Mystified by results of web query

I have written some code to extract the data from a website, but the results are different to what I see in the browser. I noticed this as i have a function running thorugh pages 1 to 22, but I have loads of duplicates

 

Take this page

https://www.legionellacontrol.org.uk/search/?c=11&q=&r=&p=18 

 

If i just paste that as a web date source in Power query I get completely different companies. See excel here

Legionella 

 

this is with absolutely no processing.
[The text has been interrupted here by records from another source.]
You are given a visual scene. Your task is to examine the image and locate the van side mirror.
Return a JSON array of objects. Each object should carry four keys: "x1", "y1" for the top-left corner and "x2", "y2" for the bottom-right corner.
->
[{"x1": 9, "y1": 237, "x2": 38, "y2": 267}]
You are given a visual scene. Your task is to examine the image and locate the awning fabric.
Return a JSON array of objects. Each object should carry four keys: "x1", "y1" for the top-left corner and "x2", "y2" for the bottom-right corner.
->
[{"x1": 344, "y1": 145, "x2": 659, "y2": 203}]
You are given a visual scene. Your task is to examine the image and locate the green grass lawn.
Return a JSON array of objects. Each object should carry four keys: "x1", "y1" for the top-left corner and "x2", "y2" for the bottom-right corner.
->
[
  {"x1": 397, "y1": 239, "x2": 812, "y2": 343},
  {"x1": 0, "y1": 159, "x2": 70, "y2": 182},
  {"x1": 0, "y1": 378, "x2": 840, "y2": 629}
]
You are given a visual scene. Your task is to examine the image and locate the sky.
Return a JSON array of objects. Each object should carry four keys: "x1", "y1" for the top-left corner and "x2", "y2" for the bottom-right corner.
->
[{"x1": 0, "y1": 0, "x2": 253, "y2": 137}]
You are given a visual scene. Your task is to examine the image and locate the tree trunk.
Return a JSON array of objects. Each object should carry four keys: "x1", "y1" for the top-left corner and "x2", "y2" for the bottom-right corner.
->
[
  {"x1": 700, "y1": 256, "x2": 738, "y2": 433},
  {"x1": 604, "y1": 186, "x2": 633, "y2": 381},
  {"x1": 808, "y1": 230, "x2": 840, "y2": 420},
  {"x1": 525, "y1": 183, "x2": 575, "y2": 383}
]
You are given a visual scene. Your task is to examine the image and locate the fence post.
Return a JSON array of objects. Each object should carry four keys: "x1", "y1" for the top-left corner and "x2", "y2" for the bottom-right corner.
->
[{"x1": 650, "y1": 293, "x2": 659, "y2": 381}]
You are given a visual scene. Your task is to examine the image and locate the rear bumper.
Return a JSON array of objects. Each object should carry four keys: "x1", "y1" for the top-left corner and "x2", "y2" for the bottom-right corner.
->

How can this be?  is this some clever dynamic listing on the website to stop people scrapping the data?  Any advice appreciated

 

Power query is returning which are not the companies on that web page

Water Logic Works Ltd
Coral Environmental Ltd
Titan Water Limited
CLIRA Limited
Trident Water Solutions Limited
Brighter Compliance Limited
Direct-Tech Solutions Limited
Lucion Services Limited
HLA Services Limited
Riverside Environmental Services Limited
Acorn Environment Services Limited
Environmental Essentials UK Ltd T/A EE UK Ltd
H2O Environmental Services Ltd
Aqua B Group/LTM Compliance
Bureau Veritas UK Limited
9 REPLIES 9
v-kpoloju-msft
Community Support
Community Support

Hi @mike_asplin

Thank you for reaching out to the Microsoft Fabric Community Forum. Also, thanks to @Natarajan_M@ronrsnfld,  for those inputs on this thread.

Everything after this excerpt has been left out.